Camping in Zimbabwe’s national parks gets you as close to nature, the wilderness and animals as you can possibly be. Sometimes frighteningly close! The sounds and noises made by feeding animals all night in “Wilderness Camps” often gave us goose pimples, but pleasant one.
Wilderness campsites in Hwange National Park and Mana Pools National Park are in high demand and hard to get in. Only a very limited number of cars, one to four, are allowed in each, guaranteeing the upmost privacy and quietness. Especially in Mana Pools, do not expect to show up and find a place. Very different are Matobo & Gonarezhou National Park, which we had more or less to ourselves.
The few tourists in Zimbabwe are mostly South Africans and they know the best campsites from back then, when Zimbabwe was the place to go. So you can bet that the top places are occupied by these world champions in camping. State of the art equipment is standard. It is not uncommon to have tailor-made rooftop tents, trailers and camp kitchen. Quite peculiar is how they set up camp. Although no attackers need to be fought off nowadays, they like to form a semi-circle with their cars and tents, like the “Voortrekkers” did around the end of the 19th century.
All campsites can be booked ahead through ZimParks. Unfortunately, their system is not 100% reliable: you may be told a place is booked and it is not, or have a booking and no slot. The more remote the campsite the more basic, but a small ablution block (showers) is usually standard. The very isolated sites have just long-drop toilets and a spot reserved for a camp fire. No fence, nothing!

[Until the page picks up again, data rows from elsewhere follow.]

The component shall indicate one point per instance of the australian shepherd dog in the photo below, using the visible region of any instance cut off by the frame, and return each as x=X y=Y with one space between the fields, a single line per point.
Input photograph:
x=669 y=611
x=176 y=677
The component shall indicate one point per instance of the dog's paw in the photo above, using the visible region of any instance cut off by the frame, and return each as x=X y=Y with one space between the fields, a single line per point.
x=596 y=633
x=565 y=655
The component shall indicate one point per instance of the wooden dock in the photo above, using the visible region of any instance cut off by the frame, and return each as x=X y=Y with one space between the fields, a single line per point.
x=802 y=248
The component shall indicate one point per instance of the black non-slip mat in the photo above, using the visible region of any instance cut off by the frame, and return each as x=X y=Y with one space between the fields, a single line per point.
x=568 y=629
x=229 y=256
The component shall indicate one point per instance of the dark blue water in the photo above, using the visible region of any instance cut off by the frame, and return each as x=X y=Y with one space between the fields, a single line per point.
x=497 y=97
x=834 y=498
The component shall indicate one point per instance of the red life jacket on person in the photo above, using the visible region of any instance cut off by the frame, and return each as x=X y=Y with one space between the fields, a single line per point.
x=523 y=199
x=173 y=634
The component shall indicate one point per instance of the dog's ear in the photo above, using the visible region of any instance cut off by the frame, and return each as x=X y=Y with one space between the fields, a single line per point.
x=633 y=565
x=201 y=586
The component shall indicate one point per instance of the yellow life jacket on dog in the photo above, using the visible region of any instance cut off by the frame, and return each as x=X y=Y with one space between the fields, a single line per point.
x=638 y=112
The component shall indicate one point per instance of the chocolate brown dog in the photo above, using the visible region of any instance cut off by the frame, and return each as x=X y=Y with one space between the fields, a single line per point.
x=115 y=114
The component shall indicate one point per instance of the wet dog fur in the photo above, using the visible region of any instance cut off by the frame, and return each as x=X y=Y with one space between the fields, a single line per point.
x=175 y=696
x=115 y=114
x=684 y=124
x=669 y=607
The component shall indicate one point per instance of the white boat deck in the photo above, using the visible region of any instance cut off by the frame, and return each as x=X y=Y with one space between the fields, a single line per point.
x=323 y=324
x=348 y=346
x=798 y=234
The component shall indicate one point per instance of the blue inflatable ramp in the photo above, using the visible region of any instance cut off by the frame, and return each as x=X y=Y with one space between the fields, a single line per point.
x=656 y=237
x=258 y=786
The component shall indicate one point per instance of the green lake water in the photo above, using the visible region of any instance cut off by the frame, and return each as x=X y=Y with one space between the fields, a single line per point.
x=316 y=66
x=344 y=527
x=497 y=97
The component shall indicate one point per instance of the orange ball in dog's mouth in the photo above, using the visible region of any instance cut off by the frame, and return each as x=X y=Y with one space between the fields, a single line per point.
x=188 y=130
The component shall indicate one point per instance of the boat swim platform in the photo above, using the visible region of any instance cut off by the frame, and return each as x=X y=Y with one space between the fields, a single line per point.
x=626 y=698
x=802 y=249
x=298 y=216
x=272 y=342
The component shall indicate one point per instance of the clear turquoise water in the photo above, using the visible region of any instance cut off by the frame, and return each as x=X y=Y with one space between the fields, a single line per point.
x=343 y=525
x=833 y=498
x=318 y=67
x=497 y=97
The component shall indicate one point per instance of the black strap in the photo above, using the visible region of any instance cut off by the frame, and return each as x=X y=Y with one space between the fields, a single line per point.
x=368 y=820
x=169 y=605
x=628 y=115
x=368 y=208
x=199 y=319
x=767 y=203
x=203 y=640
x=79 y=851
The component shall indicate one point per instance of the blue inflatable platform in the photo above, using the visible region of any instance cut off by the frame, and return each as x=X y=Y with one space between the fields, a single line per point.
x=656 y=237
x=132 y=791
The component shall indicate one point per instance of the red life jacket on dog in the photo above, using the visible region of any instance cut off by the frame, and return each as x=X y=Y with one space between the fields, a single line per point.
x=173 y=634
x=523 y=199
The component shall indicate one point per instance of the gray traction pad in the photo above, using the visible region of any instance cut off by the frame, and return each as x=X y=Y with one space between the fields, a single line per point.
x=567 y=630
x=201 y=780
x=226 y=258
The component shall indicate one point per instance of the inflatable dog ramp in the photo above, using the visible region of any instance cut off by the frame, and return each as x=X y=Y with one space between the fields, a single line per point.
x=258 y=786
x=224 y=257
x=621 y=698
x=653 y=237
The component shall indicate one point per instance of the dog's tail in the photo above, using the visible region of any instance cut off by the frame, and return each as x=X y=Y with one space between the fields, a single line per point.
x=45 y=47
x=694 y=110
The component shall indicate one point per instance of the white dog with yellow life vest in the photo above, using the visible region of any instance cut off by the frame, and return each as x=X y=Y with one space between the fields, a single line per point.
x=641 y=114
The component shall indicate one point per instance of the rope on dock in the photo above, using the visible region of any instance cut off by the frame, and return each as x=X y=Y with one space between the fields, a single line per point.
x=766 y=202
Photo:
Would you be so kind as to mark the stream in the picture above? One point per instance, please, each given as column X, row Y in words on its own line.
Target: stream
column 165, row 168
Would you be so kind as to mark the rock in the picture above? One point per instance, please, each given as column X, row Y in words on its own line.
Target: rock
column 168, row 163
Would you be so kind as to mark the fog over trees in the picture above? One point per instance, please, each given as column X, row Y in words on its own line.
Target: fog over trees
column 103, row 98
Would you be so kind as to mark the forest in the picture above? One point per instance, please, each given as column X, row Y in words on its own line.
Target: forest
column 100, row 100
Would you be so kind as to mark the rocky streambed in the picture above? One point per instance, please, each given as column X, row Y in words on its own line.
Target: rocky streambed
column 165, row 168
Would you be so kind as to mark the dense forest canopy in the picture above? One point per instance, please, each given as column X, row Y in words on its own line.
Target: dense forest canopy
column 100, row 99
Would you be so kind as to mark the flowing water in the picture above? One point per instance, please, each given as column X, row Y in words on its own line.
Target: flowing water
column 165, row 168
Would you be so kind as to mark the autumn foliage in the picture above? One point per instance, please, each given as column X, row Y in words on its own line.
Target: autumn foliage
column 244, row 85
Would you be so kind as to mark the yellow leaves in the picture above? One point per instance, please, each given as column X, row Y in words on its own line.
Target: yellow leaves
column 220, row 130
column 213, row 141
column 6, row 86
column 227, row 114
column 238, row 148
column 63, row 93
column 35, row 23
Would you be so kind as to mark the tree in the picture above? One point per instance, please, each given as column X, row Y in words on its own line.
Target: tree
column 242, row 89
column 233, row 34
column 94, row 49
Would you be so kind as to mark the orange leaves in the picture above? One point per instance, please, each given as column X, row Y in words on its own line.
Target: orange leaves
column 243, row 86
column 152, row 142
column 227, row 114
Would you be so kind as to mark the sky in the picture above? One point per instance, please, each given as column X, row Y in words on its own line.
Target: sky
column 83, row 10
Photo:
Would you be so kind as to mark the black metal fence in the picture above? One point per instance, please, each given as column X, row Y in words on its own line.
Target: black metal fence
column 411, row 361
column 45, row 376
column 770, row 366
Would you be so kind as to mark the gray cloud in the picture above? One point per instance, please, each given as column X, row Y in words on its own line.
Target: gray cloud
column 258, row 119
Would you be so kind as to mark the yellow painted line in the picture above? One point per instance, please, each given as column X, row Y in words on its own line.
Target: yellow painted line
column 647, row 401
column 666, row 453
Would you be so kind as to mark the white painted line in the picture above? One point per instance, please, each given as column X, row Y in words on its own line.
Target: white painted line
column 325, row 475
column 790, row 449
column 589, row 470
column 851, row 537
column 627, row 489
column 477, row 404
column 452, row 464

We do not even pretend to be keen campers. Definitely, we are not! The cramped rooftop tent and the chilly nights, cleaning the dishes, getting the kitchen stuff in and out of the car, no that’s not us… Nevertheless, we would never want to miss falling asleep with the sound of the animals rampaging around out campsite.
We had no idea how thrilling this would be beforehand, so the main reason for booking the Toyota Hilux plus roof tent was to save on hotel costs. Private lodges in a national park shamelessly ask for the absurd amount of 400 to 450 USD… per person per night!
Our jeep was extremely well equipped and featured everything and more that a camper possibly needs in the bush. The rooftop tent turned out to be small but really easy to use. Moreover, being on top and off the ground, made us feel a bit saver in the national parks.